Haven't we heard all this before somewhere? Of course we have. We have heard it in the schools where teachers complain bitterly of the perpetual stream of government-originated instructions, often contradicting each other, and where the national curriculum, dictating in expensive, unprecedented and sometimes comic detail what children should learn, has been altered on innumerable occasions. We have heard it in the universities where both teaching and research must now be assessed in triplicate and where quantity rather than quality of publication is what clinches academic promotion. We have heard it in the health service where paper-shuffling bureaucracy has grown at the expense of medical staff. Ask any public sector professional - nurses, teachers, doctors, prison governors - and they will tell you that they are now overwhelmed by assessments, records, files, checksheets, to the extent that they regard filling out forms correctly and promptly as far more important to their careers than dealing with patients or children or prisoners.

Why the paradox?
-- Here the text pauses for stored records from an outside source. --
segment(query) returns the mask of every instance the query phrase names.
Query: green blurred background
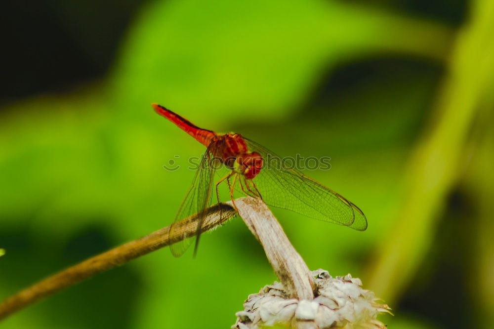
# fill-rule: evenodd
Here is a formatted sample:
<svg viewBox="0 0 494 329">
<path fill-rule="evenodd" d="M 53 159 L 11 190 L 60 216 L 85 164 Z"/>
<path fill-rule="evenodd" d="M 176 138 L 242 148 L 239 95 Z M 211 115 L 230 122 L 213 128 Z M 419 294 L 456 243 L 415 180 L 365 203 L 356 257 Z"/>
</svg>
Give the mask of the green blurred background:
<svg viewBox="0 0 494 329">
<path fill-rule="evenodd" d="M 204 147 L 150 106 L 241 133 L 358 205 L 364 232 L 273 209 L 309 268 L 362 279 L 390 328 L 494 328 L 494 1 L 10 1 L 0 298 L 170 223 Z M 241 220 L 2 328 L 223 328 L 276 278 Z"/>
</svg>

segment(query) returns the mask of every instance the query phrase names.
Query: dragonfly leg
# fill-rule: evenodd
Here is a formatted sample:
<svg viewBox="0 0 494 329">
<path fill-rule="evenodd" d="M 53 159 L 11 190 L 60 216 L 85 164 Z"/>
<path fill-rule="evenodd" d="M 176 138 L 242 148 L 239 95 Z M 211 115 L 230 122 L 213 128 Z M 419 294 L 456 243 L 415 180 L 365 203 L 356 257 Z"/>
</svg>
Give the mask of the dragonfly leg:
<svg viewBox="0 0 494 329">
<path fill-rule="evenodd" d="M 248 196 L 249 197 L 252 197 L 252 195 L 254 194 L 252 193 L 252 191 L 251 191 L 250 189 L 249 188 L 248 184 L 247 184 L 247 181 L 246 181 L 245 177 L 244 177 L 243 178 L 244 178 L 244 183 L 246 184 L 246 187 L 247 188 L 247 190 L 248 192 L 246 192 L 246 190 L 244 189 L 244 184 L 242 184 L 242 179 L 239 180 L 239 183 L 240 184 L 240 188 L 242 190 L 242 192 L 244 192 L 244 193 L 246 195 Z"/>
<path fill-rule="evenodd" d="M 257 187 L 255 186 L 255 183 L 254 182 L 254 181 L 253 181 L 252 179 L 247 179 L 247 178 L 246 178 L 245 179 L 246 179 L 246 185 L 247 185 L 247 188 L 249 189 L 249 190 L 252 192 L 252 194 L 255 196 L 256 198 L 259 198 L 260 199 L 262 200 L 262 196 L 261 195 L 261 192 L 259 192 L 259 190 L 257 189 Z M 254 189 L 255 190 L 255 192 L 254 192 L 253 191 L 250 189 L 251 188 L 250 186 L 248 185 L 249 181 L 250 181 L 250 183 L 252 183 L 252 186 L 254 188 Z"/>
<path fill-rule="evenodd" d="M 233 177 L 233 180 L 232 181 L 231 185 L 230 184 L 230 177 L 229 176 L 226 179 L 226 181 L 228 183 L 228 187 L 230 188 L 230 199 L 231 199 L 232 203 L 233 204 L 233 207 L 235 208 L 235 210 L 237 211 L 237 213 L 239 213 L 239 208 L 237 207 L 236 206 L 235 206 L 235 202 L 233 200 L 233 191 L 235 187 L 235 183 L 236 182 L 237 179 L 238 178 L 238 175 L 235 175 L 235 176 Z"/>
<path fill-rule="evenodd" d="M 230 178 L 230 176 L 231 176 L 232 174 L 233 174 L 233 171 L 231 172 L 229 172 L 228 174 L 227 174 L 226 175 L 225 175 L 225 176 L 224 176 L 223 177 L 221 177 L 221 178 L 220 179 L 220 180 L 218 180 L 218 182 L 216 182 L 216 186 L 215 186 L 215 189 L 216 190 L 216 200 L 218 201 L 218 204 L 219 204 L 219 193 L 218 192 L 218 185 L 219 185 L 220 183 L 221 183 L 223 181 L 225 180 L 225 179 L 228 180 L 228 178 Z M 230 186 L 230 184 L 229 183 L 228 184 L 228 186 L 229 187 L 229 186 Z M 223 221 L 223 221 L 223 210 L 222 210 L 222 209 L 221 207 L 220 208 L 220 210 L 219 210 L 219 218 L 220 218 L 220 223 L 221 225 L 223 225 Z"/>
</svg>

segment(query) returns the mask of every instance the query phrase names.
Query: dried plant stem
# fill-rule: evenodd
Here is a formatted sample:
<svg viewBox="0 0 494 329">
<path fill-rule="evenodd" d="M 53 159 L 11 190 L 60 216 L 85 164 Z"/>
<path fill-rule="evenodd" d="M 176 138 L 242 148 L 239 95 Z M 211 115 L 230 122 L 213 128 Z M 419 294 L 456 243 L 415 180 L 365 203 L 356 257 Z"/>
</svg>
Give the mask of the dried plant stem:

Why has the party that makes so much of its dislike of bureaucracy, waste and over-regulation multiplied these evils in the past 16 years? Because the Tories cannot trust anybody who works in the public sector. The bedrock belief of modern Conservatism is that human beings are motivated purely by rational self-interest. Nobody is likely to bend his or her back save for the prospect of profit or high salary. In the public sector, where neither exists in any abundance, high performance can only be maintained by constant vigilance and constant supervision, an "audit culture", as Simon Jenkins calls it in a book published last week. Short on carrots, the public sector must run on sticks. And so the prison governor, fearful of his Whitehall masters, fills out his Key Performance Indicator forms, while the inmates slip through the perimeter wall.